For Canadian hockey players, wearing the Maple Leaf is one of the highest honours in sports. For the chosen men and women, it signifies that he or she is among the world’s best. Unlike league play, representing one’s country is a patriotic duty, demonstrating pride in unparalleled ways.
While hockey is still quintessentially Canadian, multiculturalism has brought other sports into the Canadian athletic picture. The recent successes of Toronto’s pro sports teams and their growth in popularity across the country—including the notable “We The North” Toronto Raptors campaign—have made it abundantly clear: Canadians love other sports, too. However, while the Canadian men’s and women’s hockey team never struggle to get their top athletes to suit up, the nations other teams unfortunately struggle to bring top-talent and inspire the next generation of players.
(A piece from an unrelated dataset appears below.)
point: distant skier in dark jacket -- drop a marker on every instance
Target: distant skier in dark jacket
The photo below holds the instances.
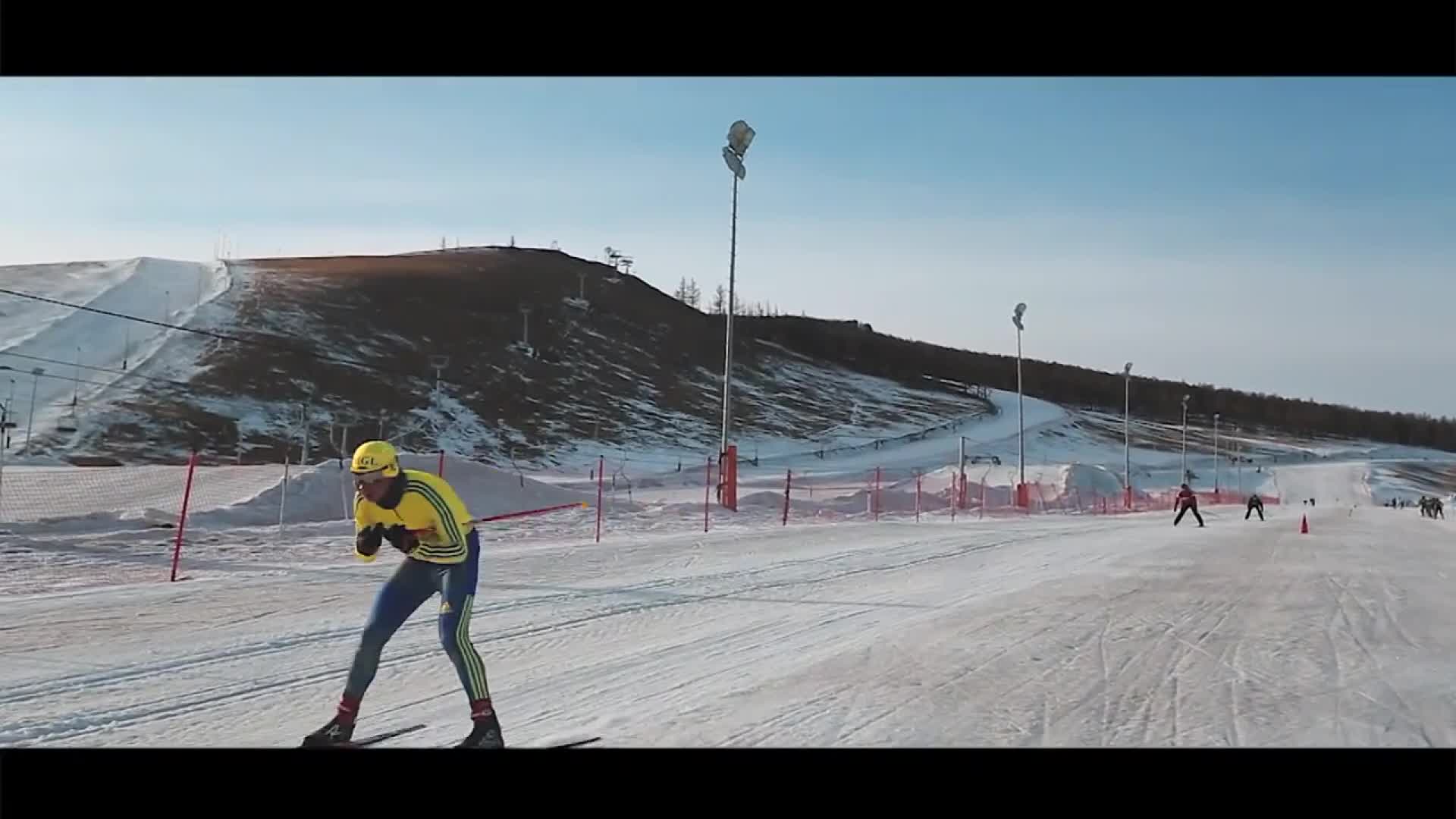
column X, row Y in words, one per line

Most recently, the Canadian national baseball team competed in the quadrennial World Baseball Classic (WBC), in a prime example of this struggle. Though Canada has produced all-star calibre baseball players, the country’s WBC roster certainly has not shown it.
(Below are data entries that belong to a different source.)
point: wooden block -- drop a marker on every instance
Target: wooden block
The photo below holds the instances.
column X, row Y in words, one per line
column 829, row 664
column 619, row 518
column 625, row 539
“For us to compete at this level, we have to have all of our professional players,” Team Canada Manager Ernie Whitt said after the team was eliminated from the WBC on March 19. “We can’t put our roster up against teams like the Dominican and the United States if we don’t have all of our big league players.”
Admittedly, Canada was placed in a tough group—with games against the Dominican Republic, the United States, and Colombia—but their relatively weak roster and lack of quality pitching didn’t give them much of a chance to advance. Canada lost 9-2, 4-1, and 8-0 in their three first round games.
While the United States also struggles to put its best athletes forward, it’s the Caribbean and Latin American countries that have really taken to the WBC, putting together powerhouse rosters with their nations’ stars. Unlike the United States who can still compete with second-tier athletes, Canada needs their top athletes to be a threat. The absence of MLB All-Star Joey Votto and Phillies’ outfielder Michael Saunders, who chose to stay home to prepare for the upcoming MLB season, hamstrung Canadian baseball. Although these players’ priorities have certainly disappointed Canadian baseball fans, their decisions aren’t unprecedented in Canadian sports.
On the Canadian men’s basketball team, 2015 NBA rookie of the year Andrew Wiggins cited similar reasons for withdrawing from Team Canada’s FIBA Olympic qualifiers. The Cavaliers’ big man Tristan Thompson, too, was unable to attend the tournament as he and his agent worked through lengthy contract negotiations last summer. While it’s certainly important for Canadians to compete in professional sports at the highest level, international sports have a unique role in inspiring the next generation of Canadian talent—just ask members of the Canadian Women’s Soccer Team. Though most of these women have impressive careers in the National Women’s Soccer League, it was their Olympic Games performances in 2012 and 2016 that turned players like Christine Sinclair into household names.
If Canada wants to become a sports powerhouse, its top athletes need to play a part and compete on the pitch, hardwood, or diamond. As long as players like Votto and Wiggins choose to stay home, Canadian teams–aside from hockey, rugby and lacrosse–will never be able to establish themselves as serious competitors on the world stage. Canada has proven its hockey dominance—now it’s time to show that it isn’t a one trick pony.